Posiblemente, cuando Juan Antonio Samaranch pronunció estas palabras en el Palais de Beaulieu de Lausana (Suiza), pocos barceloneses se imaginaban hasta qué punto iría a cambiar su ciudad. Los habitantes de Barcelona siempre habían estado orgullosos de su ciudad, pero era un sentimiento de puertas hacia adentro, marcado por 40 años de dictadura que había dejado un rastro muy profundo.

Hoy en día, nada se parece a aquel panorama. Amigos de otros países que han venido una temporada en Barcelona no me creen cuando les cuento que hasta no hace muchos años, en la Playa del Bogatell habían barracas, que los trenes de mercancías circulaban por el Paseo Colón o que la Diagonal con suficiente trabajos llegaba a la Plaza de las Glorias.

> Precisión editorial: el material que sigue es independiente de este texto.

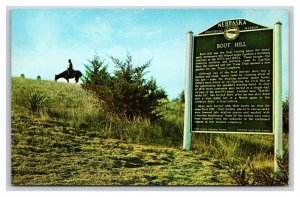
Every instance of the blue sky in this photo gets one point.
(42, 40)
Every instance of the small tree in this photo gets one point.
(126, 92)
(134, 95)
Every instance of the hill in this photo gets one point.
(56, 140)
(62, 135)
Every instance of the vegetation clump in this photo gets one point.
(125, 92)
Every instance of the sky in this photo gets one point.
(43, 39)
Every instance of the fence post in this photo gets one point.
(188, 91)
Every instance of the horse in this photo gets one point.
(69, 75)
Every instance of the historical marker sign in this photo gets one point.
(232, 78)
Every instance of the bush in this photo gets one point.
(34, 100)
(125, 92)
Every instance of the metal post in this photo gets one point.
(188, 91)
(278, 144)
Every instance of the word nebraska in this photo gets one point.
(230, 22)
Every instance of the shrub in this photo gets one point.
(34, 100)
(126, 91)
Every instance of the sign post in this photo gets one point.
(188, 91)
(278, 146)
(233, 81)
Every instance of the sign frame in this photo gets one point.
(276, 97)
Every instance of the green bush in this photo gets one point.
(125, 92)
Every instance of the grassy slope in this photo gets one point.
(49, 151)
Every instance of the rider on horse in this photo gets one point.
(70, 68)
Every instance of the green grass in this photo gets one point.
(48, 152)
(62, 135)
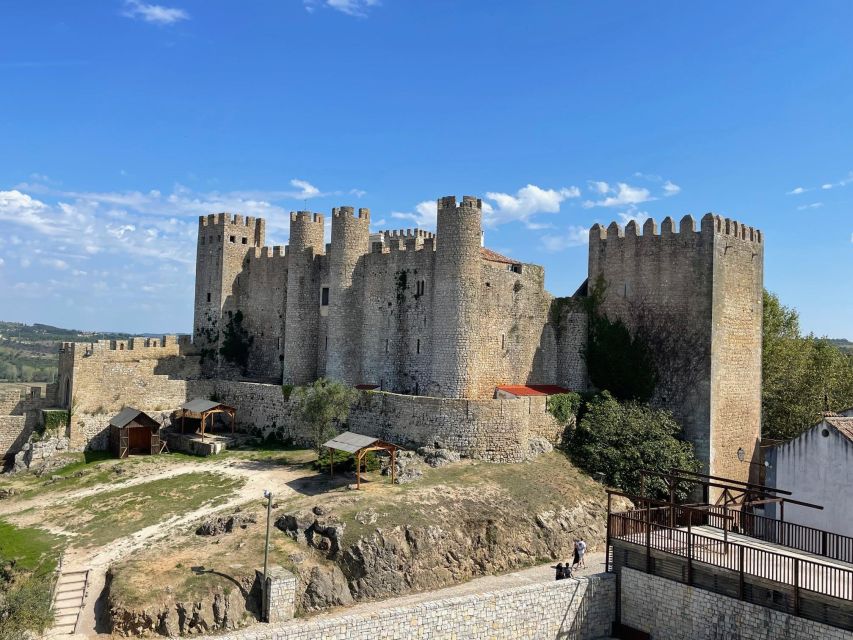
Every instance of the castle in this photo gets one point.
(435, 324)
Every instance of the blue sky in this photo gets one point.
(121, 122)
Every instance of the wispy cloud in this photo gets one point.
(574, 236)
(527, 202)
(813, 205)
(617, 196)
(154, 13)
(357, 8)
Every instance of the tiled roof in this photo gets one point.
(532, 389)
(494, 256)
(844, 425)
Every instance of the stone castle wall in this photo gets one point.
(578, 609)
(671, 610)
(703, 290)
(414, 314)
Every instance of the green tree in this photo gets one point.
(800, 374)
(618, 439)
(323, 405)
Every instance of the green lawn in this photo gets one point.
(31, 549)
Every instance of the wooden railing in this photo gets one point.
(649, 530)
(788, 534)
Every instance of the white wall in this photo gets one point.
(817, 468)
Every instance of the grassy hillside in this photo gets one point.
(28, 353)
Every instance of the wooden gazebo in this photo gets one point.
(201, 409)
(358, 445)
(134, 432)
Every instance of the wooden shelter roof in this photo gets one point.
(129, 414)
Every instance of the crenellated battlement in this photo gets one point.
(306, 216)
(468, 202)
(363, 213)
(710, 224)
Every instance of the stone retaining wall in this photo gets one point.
(670, 610)
(569, 609)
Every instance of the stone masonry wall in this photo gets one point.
(670, 610)
(580, 609)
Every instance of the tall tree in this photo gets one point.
(801, 374)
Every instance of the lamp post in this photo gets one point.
(265, 607)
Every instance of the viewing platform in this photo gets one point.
(727, 549)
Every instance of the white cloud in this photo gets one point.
(575, 236)
(813, 205)
(153, 13)
(526, 202)
(621, 195)
(424, 217)
(356, 8)
(670, 188)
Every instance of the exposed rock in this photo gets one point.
(326, 587)
(438, 456)
(539, 445)
(218, 526)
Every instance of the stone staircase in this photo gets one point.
(68, 601)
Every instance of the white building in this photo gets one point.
(817, 467)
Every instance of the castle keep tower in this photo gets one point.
(350, 243)
(701, 293)
(223, 242)
(457, 295)
(303, 297)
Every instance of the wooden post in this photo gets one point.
(740, 589)
(648, 536)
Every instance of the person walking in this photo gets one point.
(581, 550)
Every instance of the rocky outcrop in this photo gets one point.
(219, 610)
(400, 559)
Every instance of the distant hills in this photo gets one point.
(29, 352)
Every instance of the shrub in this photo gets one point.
(619, 439)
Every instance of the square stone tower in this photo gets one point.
(705, 288)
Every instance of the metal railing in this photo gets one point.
(649, 529)
(789, 534)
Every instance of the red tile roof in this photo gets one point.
(494, 256)
(532, 389)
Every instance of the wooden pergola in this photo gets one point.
(201, 409)
(358, 445)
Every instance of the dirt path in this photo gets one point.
(256, 476)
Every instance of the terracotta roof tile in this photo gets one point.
(532, 389)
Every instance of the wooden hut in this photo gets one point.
(134, 432)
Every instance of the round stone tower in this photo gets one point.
(303, 297)
(350, 243)
(458, 278)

Esta semana cumpliremos los 20 años de la celebración de los Juegos Olímpicos en nuestra ciudad. En aquella época, la competición deportiva, la transformación urbanística, la participación de miles de voluntarios, y una organización sublime bombardearon hacer posible que la moral colectiva de una ciudad y de un país aumentara espectacularmente. A pesar de que teníamos, como ahora, un paro por encima del 20%, estábamos endeudados hasta las cejas, y la peseta se devaluaba año tras año, nos cruce que éramos los mejores y pusimos Barcelona en el mapa de las ciudades de la primera división mundial. ¡Ojalá durante los próximos meses o años, recuperemos una parte de este espíritu!